King by O.A.R.
One band’s jazzy horn solos, reggae riffs and jam band quirkiness have spread their sonorous sounds to music lovers across the nation—and it all started with one crazy game of poker. Five friends from Rockville, Maryland founded O.A.R. (short for Of a Revolution) in their drummer’s basement while still in high school in 1996, and their success has only spiked since then. The band originally became popular on the college campus scene and eventually broke through these scholastic boundaries to make it big worldwide. O.A.R. have already surpassed several career milestones, with several albums and singles placing on Billboard and Top 40 charts.
Becoming household names around the year 2000 with such hits as “Love and Memories,” “City on Down” and “That Was a Crazy Game of Poker,” O.A.R. have just released their seventh studio album titled King, comprising 16 tracks that address recurring themes of the power of love, the fleetingness of life and living beyond the borders of normal. Though the band’s continual reference to such topics does feel exasperatingly repetitive at times, the album assuages this annoyance by engaging the listener with a lot of instrumental variety in its tracks.
For example, the opening title track welcomes listeners with an upbeat, regal fanfare of horns, a jazzy feel that contrasts the characteristic mellow ska/reggae guitar of tracks like “Not For Me” and the melancholy piano of “Over and Over” and “Back to One,” the last two tracks on the album. Moreover, the songs do not adhere to a strict formula or standard structure; the choruses are constantly evolving, helping to balance O.A.R.’s dependence on mundane lyrics like “Love will get you higher/It set my heart on fire” from the song “Heaven” and “Slow down the pace, life is amazing” from “Taking On The World Today.”
While King, ironically, could weigh down listeners with uplifting lyrics, the album also inundates them with passion through lead singer Marc Roberge’s distinguishable voice, which, in this case, serves more as an asset than a crutch. If the subject matter is trite, Roberge at least shows his belief in the lyrics by singing every word as such. He’s not just singing to accompany the instrumental parts, but he’s singing to profess a point that comes across as life or death, and it is hard not to hear Roberge’s message. As an example of an evolving chorus, he often moves from talking about himself to addressing listeners directly. For example “All I want is just a good life” on the song “Gotta Live” transforms in the chorus to “All you want is just a good life.” Here, anyone who has drifted off and stopped paying attention is forcibly brought back into O.A.R.’s musical thought process with the inclusive quality of pronouns like “you” and “we.”

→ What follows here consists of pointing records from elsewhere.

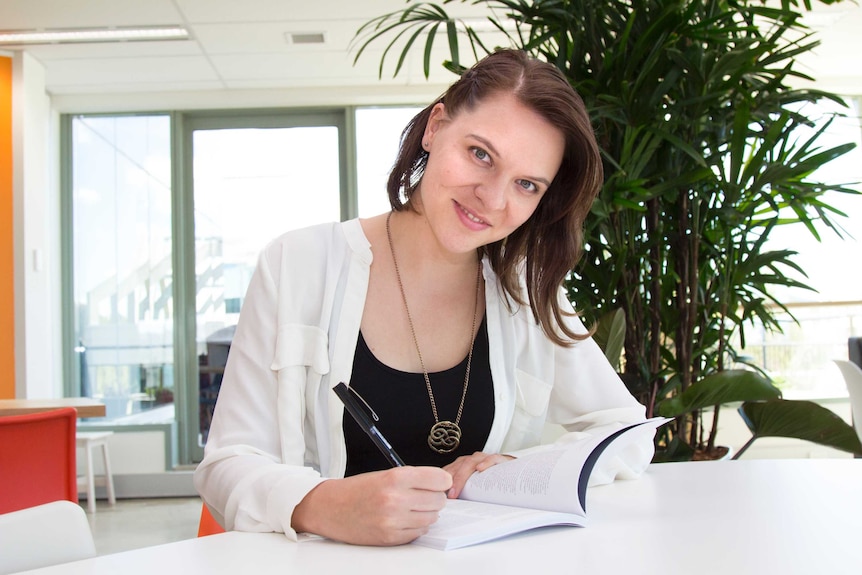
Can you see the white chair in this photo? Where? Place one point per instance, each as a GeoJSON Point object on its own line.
{"type": "Point", "coordinates": [853, 378]}
{"type": "Point", "coordinates": [47, 534]}
{"type": "Point", "coordinates": [90, 441]}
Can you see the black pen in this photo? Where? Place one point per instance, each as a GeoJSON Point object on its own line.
{"type": "Point", "coordinates": [365, 423]}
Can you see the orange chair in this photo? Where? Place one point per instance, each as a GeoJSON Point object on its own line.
{"type": "Point", "coordinates": [37, 459]}
{"type": "Point", "coordinates": [208, 525]}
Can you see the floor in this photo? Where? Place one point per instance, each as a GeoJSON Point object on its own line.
{"type": "Point", "coordinates": [136, 523]}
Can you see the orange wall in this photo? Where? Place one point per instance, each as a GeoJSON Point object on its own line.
{"type": "Point", "coordinates": [7, 291]}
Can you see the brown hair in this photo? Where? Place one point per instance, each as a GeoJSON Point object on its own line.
{"type": "Point", "coordinates": [550, 242]}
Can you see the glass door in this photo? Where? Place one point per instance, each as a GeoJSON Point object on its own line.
{"type": "Point", "coordinates": [250, 184]}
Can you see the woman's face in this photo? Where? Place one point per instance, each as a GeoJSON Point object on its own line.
{"type": "Point", "coordinates": [487, 170]}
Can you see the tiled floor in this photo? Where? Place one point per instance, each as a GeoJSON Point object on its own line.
{"type": "Point", "coordinates": [135, 523]}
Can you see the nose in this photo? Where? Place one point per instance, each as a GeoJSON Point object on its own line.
{"type": "Point", "coordinates": [492, 193]}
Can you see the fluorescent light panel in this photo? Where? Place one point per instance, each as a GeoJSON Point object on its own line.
{"type": "Point", "coordinates": [73, 35]}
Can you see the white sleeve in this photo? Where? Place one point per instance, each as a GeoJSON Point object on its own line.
{"type": "Point", "coordinates": [253, 474]}
{"type": "Point", "coordinates": [589, 397]}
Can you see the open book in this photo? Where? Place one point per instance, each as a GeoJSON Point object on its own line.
{"type": "Point", "coordinates": [537, 490]}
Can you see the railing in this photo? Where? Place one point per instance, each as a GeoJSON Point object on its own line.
{"type": "Point", "coordinates": [800, 360]}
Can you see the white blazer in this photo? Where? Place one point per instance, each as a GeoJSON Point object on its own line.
{"type": "Point", "coordinates": [276, 432]}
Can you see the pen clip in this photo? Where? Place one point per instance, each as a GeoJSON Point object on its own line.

King begs the question, “Are there too many messages about living life to the fullest crammed into one 16-track album?” It depends on your tolerance for lyrics like, “Gotta live like it is a last time,” an adage that most have already heard many times. One drawback to the album, therefore, is that at times, King’s songs sound preachy—as if the listener is a grade-school child lectured by a motivational speaker to “always strive to do your best.” However, while the 16-track album is overbearingly rich in terms of giving the listener a lot to contend with, it does offer relief in the form of three instrumental tracks that serve as resting points in between.
King will not fail to entertain—the variation in instrumentals and the true passion with which Roberge projects himself outweigh the negatives of abundant, preachy lyrics that sometimes force you to think deeper and more contemplative thoughts than you want to. Joining genres from jazz to jam, the musical mixture O.A.R. has whipped up is anything but boring and ultimately, no matter how much you try to fight it, you can’t help but hum along. O.A.R. urges listeners to cherish greatness of life and does a good job of swaying us to their side of the revolution.